Toward victim-centered change: Integrating transitional justice into sustainable peace and development

This report seeks to contribute to a more strategic approach to integrating transitional justice and sustainable development. It aims to inform policy discussions at the 2023 SDG Summit and beyond, drawing on the work and experience of members of the Working Group on Transitional Justice and SDG16+ and building on ongoing discussions.
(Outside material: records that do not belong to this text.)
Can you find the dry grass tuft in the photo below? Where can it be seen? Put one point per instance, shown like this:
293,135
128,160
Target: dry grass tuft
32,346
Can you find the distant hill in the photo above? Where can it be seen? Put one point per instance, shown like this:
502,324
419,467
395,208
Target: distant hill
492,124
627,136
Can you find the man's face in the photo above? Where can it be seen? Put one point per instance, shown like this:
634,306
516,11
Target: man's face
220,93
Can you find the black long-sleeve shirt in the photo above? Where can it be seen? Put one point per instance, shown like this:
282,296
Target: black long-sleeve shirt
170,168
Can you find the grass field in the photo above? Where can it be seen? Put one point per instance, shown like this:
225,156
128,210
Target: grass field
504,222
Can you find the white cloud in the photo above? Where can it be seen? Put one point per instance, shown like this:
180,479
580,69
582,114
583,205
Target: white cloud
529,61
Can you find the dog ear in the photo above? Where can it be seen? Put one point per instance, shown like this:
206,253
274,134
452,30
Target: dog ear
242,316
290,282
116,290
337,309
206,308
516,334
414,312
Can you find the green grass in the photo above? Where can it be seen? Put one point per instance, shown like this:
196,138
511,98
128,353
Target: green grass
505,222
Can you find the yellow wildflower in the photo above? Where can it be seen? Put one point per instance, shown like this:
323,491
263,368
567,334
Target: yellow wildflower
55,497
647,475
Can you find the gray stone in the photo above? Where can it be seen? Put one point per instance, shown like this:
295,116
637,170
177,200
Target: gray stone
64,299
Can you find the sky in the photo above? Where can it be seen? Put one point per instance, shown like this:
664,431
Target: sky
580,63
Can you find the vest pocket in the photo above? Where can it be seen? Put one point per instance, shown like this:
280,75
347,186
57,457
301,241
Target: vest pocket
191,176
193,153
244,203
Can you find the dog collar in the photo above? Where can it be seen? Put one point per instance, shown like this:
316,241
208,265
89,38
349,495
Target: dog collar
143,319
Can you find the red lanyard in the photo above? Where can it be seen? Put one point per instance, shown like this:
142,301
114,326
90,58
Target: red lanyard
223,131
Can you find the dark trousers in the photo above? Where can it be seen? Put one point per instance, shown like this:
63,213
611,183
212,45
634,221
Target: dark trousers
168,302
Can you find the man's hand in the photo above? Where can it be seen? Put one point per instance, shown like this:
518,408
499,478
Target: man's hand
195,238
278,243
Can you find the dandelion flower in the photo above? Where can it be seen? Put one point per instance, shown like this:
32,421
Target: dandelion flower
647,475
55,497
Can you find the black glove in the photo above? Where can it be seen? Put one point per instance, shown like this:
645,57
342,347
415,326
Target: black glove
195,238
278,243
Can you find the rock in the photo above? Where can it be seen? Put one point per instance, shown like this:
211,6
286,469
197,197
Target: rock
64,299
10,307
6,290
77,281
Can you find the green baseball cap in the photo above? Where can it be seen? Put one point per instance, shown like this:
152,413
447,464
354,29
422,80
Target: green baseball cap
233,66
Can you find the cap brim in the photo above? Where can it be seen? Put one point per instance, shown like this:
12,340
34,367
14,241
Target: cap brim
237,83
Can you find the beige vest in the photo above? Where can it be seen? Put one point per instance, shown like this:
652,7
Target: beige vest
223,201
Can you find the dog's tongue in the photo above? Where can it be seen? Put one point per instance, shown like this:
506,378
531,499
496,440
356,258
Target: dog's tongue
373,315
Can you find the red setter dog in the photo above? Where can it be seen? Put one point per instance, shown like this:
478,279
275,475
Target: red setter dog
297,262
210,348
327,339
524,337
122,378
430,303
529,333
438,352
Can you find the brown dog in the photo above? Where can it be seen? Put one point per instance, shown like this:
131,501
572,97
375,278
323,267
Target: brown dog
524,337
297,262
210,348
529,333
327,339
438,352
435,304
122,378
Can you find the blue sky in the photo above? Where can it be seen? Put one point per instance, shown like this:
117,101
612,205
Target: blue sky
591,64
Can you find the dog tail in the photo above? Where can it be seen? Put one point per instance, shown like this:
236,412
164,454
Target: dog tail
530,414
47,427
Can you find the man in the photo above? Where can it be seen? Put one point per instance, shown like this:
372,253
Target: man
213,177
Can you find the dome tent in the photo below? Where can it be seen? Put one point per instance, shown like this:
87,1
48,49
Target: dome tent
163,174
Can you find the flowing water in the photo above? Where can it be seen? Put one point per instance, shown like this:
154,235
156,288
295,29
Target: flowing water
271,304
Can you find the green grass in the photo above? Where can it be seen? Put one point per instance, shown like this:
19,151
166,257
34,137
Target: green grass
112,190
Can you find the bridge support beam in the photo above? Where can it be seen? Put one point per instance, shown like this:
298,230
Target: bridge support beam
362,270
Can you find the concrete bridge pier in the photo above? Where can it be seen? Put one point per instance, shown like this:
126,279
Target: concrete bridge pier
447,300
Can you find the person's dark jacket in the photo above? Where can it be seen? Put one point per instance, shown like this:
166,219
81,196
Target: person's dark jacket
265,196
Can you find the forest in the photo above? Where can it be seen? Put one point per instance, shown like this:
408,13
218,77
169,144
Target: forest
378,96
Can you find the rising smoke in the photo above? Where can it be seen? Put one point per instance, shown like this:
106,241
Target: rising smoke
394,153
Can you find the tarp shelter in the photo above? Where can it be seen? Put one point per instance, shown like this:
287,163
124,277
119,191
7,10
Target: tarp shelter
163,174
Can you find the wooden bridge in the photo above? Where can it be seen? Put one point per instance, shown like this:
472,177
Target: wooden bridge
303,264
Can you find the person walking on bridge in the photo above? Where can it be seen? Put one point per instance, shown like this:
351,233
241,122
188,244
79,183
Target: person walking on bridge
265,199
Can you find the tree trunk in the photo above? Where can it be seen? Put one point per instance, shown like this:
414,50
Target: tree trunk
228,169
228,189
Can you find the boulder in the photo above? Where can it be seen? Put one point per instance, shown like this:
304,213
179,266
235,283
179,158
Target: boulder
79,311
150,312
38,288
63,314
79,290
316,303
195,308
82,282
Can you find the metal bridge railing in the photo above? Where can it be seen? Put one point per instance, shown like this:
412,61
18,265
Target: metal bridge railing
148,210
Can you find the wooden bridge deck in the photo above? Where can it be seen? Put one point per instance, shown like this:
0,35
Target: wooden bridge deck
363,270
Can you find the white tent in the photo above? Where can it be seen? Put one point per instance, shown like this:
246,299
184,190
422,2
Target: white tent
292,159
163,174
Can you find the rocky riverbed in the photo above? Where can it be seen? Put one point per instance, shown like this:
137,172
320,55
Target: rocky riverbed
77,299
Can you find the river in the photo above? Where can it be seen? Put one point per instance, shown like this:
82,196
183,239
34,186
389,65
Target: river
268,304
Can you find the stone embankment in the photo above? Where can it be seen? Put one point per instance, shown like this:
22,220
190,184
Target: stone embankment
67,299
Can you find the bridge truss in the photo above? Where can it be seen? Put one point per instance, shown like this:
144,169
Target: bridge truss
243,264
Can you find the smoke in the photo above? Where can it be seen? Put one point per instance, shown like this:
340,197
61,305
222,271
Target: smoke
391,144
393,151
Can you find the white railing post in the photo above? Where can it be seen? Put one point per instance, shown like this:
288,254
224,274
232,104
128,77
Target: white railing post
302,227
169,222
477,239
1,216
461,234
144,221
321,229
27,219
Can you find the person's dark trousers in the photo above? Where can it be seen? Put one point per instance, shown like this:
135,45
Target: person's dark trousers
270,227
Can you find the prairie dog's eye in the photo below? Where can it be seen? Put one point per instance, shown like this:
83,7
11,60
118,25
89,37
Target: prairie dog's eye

It draws attention to three general strategies that can improve transitional justice processes by making them more victim centred and participatory and, at the same time, enhance their potential contribution to development goals:

  1. Increasing collective action among victims’ groups and networks, civil society, and broader social and political movements can help to generate the advocacy, mobilization, and support needed to address immediate harms and transform structures of exclusion and inequality toward inclusion and equity.
  2. Incorporating transitional justice into responses at multiple levels—local, national, regional, and global—and through both formal and informal institutions can serve to more effectively address the scope and complexity of development problems, such as displacement, sexual and gender-based violence, and psychosocial harm.
  3. Adopting a long-term perspective on the operationalization and impact of transitional justice can help to maintain the support and levels of engagement necessary to enhance transitional justice’s role in bringing about meaningful change, including through implementation of truth commission recommendations and a sustained focus on reparations for victims and affected communities.